Cortesia de livrariapoetria
Casas, viagens, memórias. Uma cartografia em forma de poema.
«Uma das leituras deste título, Arquitectura do Silêncio, aponta para que estas linhas sejam tanbém uma «construção da morte». A morte surge aqui no sentido do desaparecimento visual (a casa, o avô, a infância) mas sempre com a porta aberta à recuperação possível através da memória.
«toca a mão na madeira (direi porta?)
como se tocasse toda a substância da casa
o seu vento as suas vozes os seus cheiros
os seus objectivos a totalidade do espaço
que se adivinha para além das janelas e das paredes»
Não se trata de uma casa imóvel e vazia mas de uma casa em transformação:
- «por detrás do quotidiano a casa transforma-se, é como se reunisse em si um corpo não somente corpo mas espaço ocasionalmente encoberto sob as formas e constelações da noite».
O poeta viaja «da montanha até ao mar levando no bolso pedaços de palavras» porque a viagem é uma forma de interrogar o mundo.
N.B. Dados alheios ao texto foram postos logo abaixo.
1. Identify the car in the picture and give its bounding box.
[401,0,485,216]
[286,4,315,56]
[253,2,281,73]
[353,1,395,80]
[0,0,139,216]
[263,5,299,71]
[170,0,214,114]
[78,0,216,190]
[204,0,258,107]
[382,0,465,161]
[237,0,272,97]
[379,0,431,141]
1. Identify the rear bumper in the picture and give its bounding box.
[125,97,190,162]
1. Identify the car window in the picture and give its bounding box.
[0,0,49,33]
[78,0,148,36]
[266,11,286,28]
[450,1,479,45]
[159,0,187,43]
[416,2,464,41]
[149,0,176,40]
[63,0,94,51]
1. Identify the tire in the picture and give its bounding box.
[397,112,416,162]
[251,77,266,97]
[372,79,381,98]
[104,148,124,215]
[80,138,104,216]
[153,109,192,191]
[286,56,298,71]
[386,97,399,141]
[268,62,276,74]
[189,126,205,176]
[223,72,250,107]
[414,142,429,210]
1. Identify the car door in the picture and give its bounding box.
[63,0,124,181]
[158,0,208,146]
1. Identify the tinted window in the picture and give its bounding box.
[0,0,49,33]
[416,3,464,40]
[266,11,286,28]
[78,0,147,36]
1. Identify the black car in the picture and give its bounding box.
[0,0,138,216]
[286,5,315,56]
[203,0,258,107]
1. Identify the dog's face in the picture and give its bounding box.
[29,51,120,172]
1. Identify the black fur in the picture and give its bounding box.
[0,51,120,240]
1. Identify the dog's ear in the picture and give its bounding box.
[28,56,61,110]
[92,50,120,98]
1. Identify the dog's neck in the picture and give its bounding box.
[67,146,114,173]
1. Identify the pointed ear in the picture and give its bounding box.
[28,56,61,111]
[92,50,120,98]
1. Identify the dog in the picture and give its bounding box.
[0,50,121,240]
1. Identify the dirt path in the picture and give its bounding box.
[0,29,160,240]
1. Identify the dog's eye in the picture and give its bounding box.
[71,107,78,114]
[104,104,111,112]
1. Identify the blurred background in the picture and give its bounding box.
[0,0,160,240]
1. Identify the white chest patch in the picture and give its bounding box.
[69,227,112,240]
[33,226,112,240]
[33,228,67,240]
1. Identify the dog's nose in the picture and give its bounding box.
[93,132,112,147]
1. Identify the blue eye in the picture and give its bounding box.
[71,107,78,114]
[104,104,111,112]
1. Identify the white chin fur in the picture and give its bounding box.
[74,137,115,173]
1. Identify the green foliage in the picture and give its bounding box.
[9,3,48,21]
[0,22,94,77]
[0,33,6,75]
«tudo o que temos é como o princípio de um cometa
entre as frases e o sabor das mãos
é como chuva fecundando o reflexo das nuvens
fruto que a sede alimenta
entre nossos corpos e a momentânea distância
de uma estrela à outra»
O poeta viaja muitas vezes num comboio e pode, por isso reclamar:
- «não nos tirem daqui esta vidraça, é comboio para um país de nevoeiros, tarde na sombra de uma vírgula ou planeta».
Cortesia de alicerces1
Noutro poema é a estrada que precipita a reflexão.«a estrada ignora a velocidade do automóvel
tal como a sombra parece ignorar a própria árvore
cada viagem por mais curta que seja
é muito mais que o simples retrato do vento».
A viagem pode ter outras formas além da geografia, pode ser uma viagem ao passado como quando o poeta recorda Agostinho da Silva no Jardim do Príncipe Real:
- «não vale a pena transformar em símbolos tudo o que um rosto tem de veio de água, a experiência conta-nos que o fogo está mais longe de mapas infinitos»
Duas «terras pequenas», Coruche e Marvão, são pontos dignos de registo da viagem, são o intervalo entre o Campo e a Cidade.
«nas terras pequenas o tempo transforma-se
o tempo faz-se verso como luva de pelica
e acaricia-nos a cara com o perfume das cores que se movimentam
no reino vegetal».
As casas que perdeu, o olhar do avô, os seus destroços pessoais». In José do Carmo Francisco.